Working in the woodshop at Parson’s School of Design, Alan Reid draws inspiration, in an ironic way, and finds useful materials, in a work with what you’ve got kind of way, through the discarded scraps of wood left behind from drill presses, routers, and other power tools. In his second show at Lisa Cooley, With, Reid uses these bits and pieces and presents them atop seven large canvases, upon which rest seven lethargic, ephemeral females.
The women lounge casually, yet as is made obvious in their facial expressions, they seem irked at the scattered bits of wood scraps and dowels dotting the surface of their domain, their canvas. Not entirely upset, just annoyed. Although the canvas is naturally where Reid’s artistic hand lies, the playful additions of these haphazard scrap materials add another dimension, literally, to the show. On Sao Paulo Turtleneck, the colored wood balls died with polychrome look like juicy plums, sticky lollipops, and red rubber balls. Each ball has a different surface texture, some are matte and some are glossy, some you can see the wood grain and some are illusory smooth surfaces. Just as the three-dimensional objects rest lightly above the canvas’ surface, almost as if magnetized rather than glued on, the artist’s marks of colored pencil and caran d’ache seem so feathery on the surface – so fragile, it might fall off. Even the moles on the womens’ skin, such as in Mintadi, are speckled so delicately it’s as if they appeared organically, magically, rather than applied with the artist’s touch of ink. The silk that clothes the bodies of the woman in Highland is so light and airy that if a breeze came through the open door of the gallery, the woman would likely be left nude!

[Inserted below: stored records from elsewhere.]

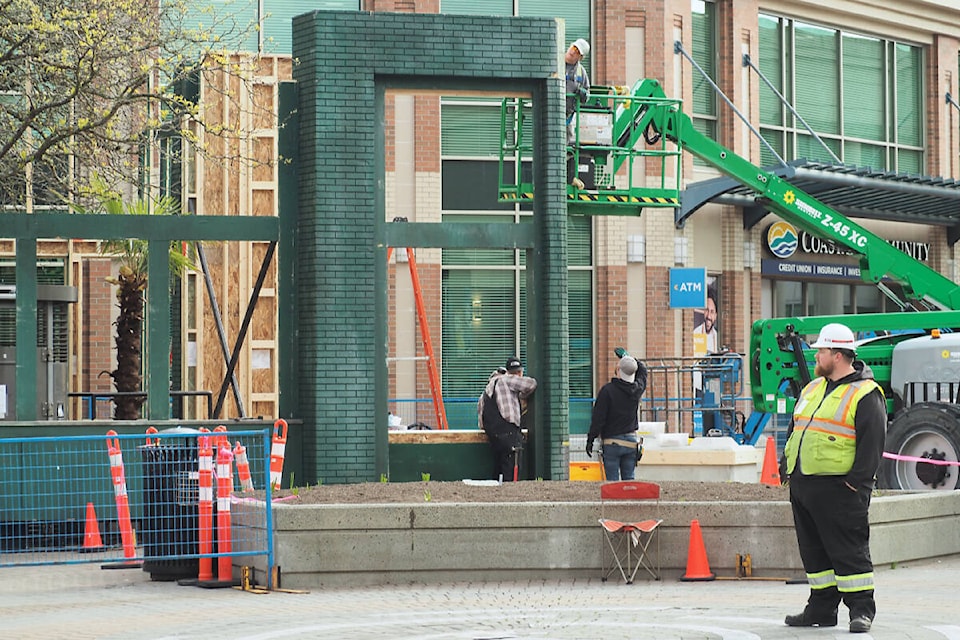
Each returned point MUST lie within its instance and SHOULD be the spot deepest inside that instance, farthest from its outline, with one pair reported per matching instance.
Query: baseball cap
(627, 369)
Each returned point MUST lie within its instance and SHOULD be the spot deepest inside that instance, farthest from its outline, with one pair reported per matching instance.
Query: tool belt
(626, 443)
(622, 443)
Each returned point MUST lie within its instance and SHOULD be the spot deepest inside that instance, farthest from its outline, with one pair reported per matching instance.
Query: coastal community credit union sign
(785, 241)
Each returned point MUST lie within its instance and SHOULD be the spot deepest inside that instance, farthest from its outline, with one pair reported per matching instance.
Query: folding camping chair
(629, 543)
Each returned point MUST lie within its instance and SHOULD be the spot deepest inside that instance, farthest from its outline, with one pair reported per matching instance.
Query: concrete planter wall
(333, 545)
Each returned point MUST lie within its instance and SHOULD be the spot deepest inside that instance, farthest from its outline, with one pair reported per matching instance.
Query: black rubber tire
(924, 430)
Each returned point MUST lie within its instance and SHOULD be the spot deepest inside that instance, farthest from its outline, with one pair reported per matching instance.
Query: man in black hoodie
(614, 420)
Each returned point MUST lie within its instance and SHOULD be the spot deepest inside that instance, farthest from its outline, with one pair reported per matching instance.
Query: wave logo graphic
(782, 238)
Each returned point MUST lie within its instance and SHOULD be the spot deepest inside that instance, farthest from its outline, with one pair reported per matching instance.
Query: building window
(705, 54)
(862, 95)
(792, 298)
(484, 295)
(484, 290)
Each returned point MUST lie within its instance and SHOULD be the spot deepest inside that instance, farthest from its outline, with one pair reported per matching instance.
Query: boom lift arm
(877, 257)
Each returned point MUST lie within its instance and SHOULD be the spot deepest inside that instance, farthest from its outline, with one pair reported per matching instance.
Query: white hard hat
(582, 46)
(835, 336)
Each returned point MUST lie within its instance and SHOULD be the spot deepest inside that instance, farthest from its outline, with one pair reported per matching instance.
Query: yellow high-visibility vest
(824, 433)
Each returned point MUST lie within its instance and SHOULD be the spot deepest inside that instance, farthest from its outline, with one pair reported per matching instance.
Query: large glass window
(484, 291)
(861, 94)
(705, 54)
(791, 298)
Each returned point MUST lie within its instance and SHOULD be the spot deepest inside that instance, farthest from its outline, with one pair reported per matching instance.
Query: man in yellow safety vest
(834, 446)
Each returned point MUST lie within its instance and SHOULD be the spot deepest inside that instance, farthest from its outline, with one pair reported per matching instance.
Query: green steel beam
(26, 384)
(288, 148)
(460, 235)
(381, 382)
(104, 227)
(158, 324)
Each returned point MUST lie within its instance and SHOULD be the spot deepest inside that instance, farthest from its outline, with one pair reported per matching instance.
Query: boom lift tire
(924, 430)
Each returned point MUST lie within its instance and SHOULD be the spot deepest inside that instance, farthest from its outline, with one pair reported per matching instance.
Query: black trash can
(168, 530)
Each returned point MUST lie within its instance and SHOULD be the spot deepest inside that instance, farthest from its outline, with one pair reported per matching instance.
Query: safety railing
(92, 398)
(696, 395)
(167, 502)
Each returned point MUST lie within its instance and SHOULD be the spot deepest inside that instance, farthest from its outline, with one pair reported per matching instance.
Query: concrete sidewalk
(918, 601)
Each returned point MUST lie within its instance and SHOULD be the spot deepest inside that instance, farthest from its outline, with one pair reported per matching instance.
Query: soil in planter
(527, 491)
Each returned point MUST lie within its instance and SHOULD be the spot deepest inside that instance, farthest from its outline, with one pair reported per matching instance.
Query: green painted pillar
(26, 274)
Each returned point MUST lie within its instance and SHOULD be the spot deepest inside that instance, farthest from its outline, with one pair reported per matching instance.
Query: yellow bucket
(589, 471)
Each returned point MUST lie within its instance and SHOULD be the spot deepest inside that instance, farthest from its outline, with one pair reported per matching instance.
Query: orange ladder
(432, 373)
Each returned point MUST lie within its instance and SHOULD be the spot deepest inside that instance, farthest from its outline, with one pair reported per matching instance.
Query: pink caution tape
(942, 463)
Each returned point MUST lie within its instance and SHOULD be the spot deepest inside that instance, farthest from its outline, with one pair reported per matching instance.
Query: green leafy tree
(102, 79)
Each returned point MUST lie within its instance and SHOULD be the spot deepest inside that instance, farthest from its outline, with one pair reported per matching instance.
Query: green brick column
(346, 59)
(548, 346)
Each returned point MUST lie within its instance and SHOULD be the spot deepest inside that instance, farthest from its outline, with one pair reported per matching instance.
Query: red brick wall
(98, 333)
(611, 317)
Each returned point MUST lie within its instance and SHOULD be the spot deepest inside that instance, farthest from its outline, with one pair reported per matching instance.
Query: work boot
(808, 619)
(860, 624)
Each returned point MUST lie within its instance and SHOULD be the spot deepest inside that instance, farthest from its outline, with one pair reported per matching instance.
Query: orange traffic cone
(91, 531)
(698, 567)
(771, 468)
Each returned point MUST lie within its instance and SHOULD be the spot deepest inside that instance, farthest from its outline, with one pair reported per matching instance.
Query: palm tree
(131, 282)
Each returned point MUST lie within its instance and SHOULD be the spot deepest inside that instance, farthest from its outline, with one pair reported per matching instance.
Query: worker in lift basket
(834, 446)
(578, 87)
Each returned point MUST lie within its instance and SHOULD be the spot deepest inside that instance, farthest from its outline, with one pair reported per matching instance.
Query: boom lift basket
(624, 162)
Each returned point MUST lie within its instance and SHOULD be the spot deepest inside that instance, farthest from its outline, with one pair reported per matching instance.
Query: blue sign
(688, 288)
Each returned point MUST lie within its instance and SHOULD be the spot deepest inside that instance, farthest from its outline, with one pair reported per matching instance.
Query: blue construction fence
(153, 501)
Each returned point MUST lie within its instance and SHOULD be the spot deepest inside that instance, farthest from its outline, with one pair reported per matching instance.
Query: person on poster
(709, 324)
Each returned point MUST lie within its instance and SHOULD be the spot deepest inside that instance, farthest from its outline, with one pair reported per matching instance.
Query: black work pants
(834, 535)
(507, 444)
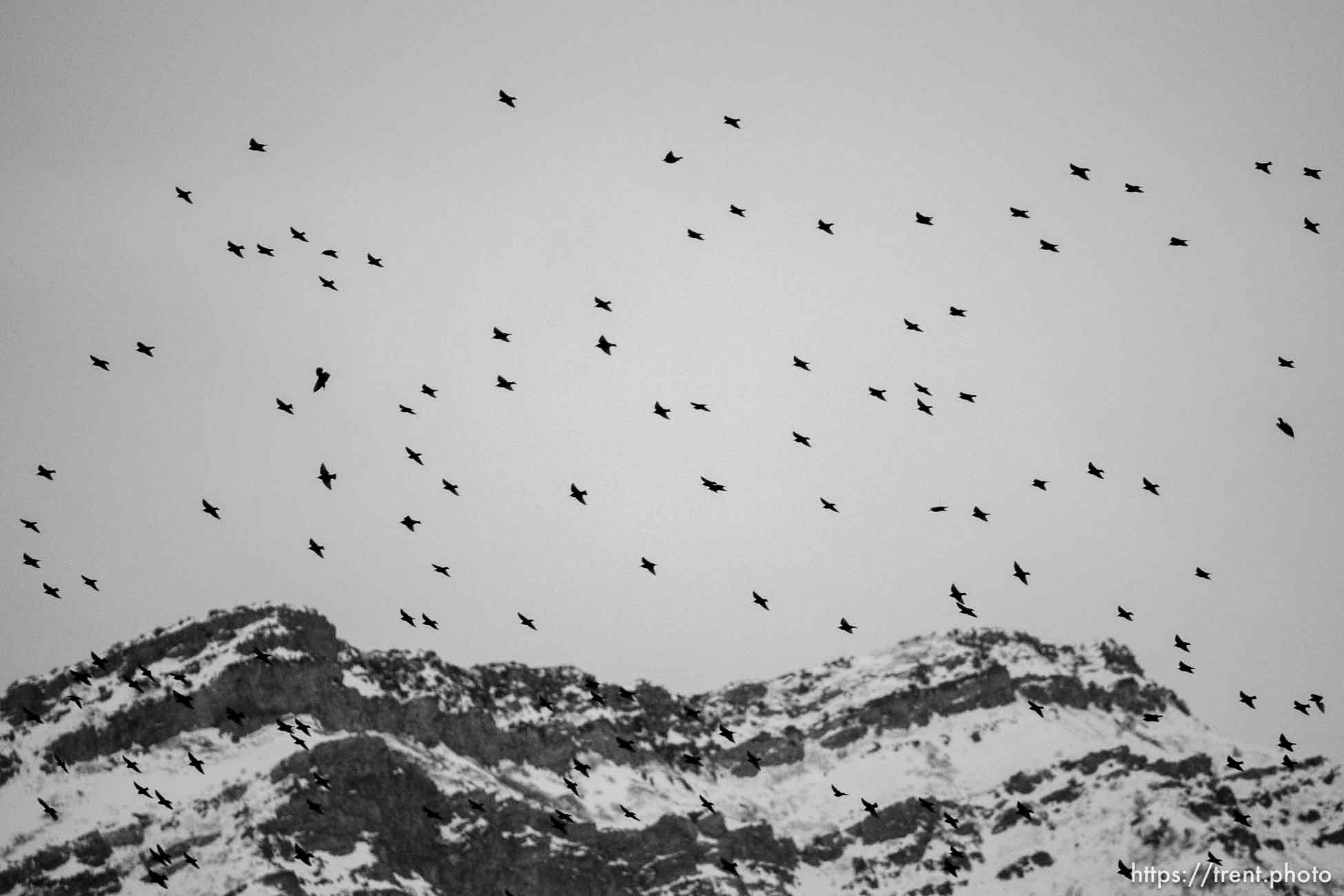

Lightness as a theme in this exhibition, is especially amplified with the addition of the painted wood attachments. Even though less obvious in The Official, the wood attachments act almost like a grammatical point – a paranthesis or a semicolon adding something to a longer sentence. The single stripe crossing the top-right diagonal is an elegant, quiet trio of ochre, teal, and bare balsa wood. Reid’s technique, both on the canvas and on top of the canvas, is unique and almost shocking in its simplicity.